Your goal: find issues that would cause bugs, rework, or confusion during
implementation.

## Plan to review
{paste or reference the plan document path}

Read the entire plan. Then check for:

1. CONTRACTS — are interfaces between components fully specified?
   Types, error codes, required vs optional fields, versioning.
2. DATA FLOW — is data transformation described end-to-end?
   What happens at each boundary? Backward compatibility?
3. NEGATIVE SCENARIOS — what happens when things fail?
   Timeouts, partial failures, invalid input, race conditions.
4. CONSISTENCY — do different sections contradict each other?
   Same entity described differently in two places?
5. COMPLETENESS — are there gaps?
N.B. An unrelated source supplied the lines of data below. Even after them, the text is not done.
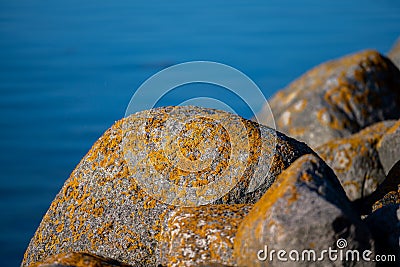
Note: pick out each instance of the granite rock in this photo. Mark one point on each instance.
(388, 192)
(394, 53)
(304, 209)
(76, 259)
(389, 147)
(384, 225)
(338, 98)
(104, 208)
(201, 236)
(356, 161)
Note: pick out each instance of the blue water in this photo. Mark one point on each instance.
(69, 68)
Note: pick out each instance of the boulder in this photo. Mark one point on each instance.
(384, 225)
(389, 147)
(201, 236)
(117, 198)
(394, 53)
(338, 98)
(388, 192)
(76, 259)
(356, 161)
(305, 209)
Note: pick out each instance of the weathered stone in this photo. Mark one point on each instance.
(304, 209)
(394, 53)
(355, 160)
(75, 259)
(202, 235)
(389, 147)
(338, 98)
(386, 193)
(102, 208)
(384, 225)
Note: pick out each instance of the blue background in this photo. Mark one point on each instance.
(69, 68)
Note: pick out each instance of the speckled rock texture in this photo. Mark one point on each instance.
(389, 147)
(103, 210)
(338, 98)
(75, 259)
(388, 192)
(356, 161)
(305, 208)
(202, 235)
(384, 225)
(394, 53)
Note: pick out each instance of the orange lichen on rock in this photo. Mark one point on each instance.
(78, 259)
(198, 236)
(356, 161)
(299, 211)
(342, 97)
(105, 208)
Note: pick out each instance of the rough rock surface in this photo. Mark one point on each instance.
(384, 225)
(103, 210)
(386, 193)
(305, 208)
(389, 147)
(356, 161)
(76, 259)
(394, 53)
(338, 98)
(202, 235)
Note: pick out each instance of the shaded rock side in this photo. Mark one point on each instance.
(338, 98)
(304, 209)
(394, 53)
(384, 225)
(103, 210)
(388, 192)
(356, 161)
(201, 236)
(389, 147)
(75, 259)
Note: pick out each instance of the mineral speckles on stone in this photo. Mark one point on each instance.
(355, 160)
(338, 98)
(75, 259)
(389, 147)
(188, 159)
(305, 208)
(102, 210)
(202, 235)
(394, 53)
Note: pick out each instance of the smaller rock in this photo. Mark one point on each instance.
(386, 193)
(384, 226)
(389, 147)
(355, 160)
(202, 236)
(337, 98)
(394, 53)
(304, 209)
(78, 259)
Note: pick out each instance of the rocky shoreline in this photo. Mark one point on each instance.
(330, 172)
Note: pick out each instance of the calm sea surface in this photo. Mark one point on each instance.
(69, 68)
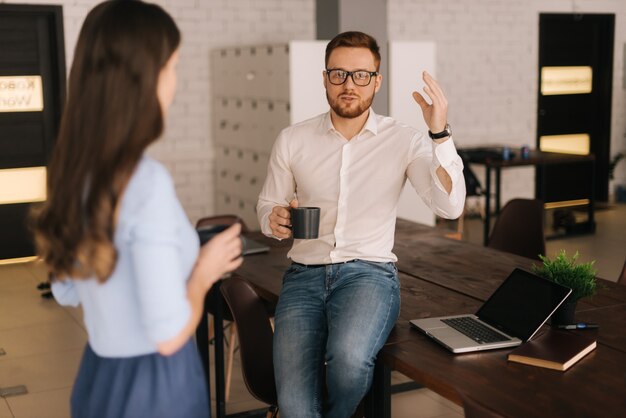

Steps that say "TBD" or "later"?
   Scenarios mentioned but not covered?
6. DEPENDENCIES — is implementation order clear?
   Are blocking dependencies identified? Circular deps?
7. AMBIGUITY — could two engineers read a section and implement
   it differently? Vague terms like "handle appropriately"?

## Output format
For EACH finding:

FINDING: {one-line description}
SECTION: {which section of the plan}
SEVERITY: HIGH | MEDIUM | LOW
EVIDENCE: {quote the problematic text, max 2 lines}
FIX: {concrete change to the plan text}

If the plan is clean — output: "NO_FINDINGS — plan review clean."
Do NOT pad with praise. Only problems.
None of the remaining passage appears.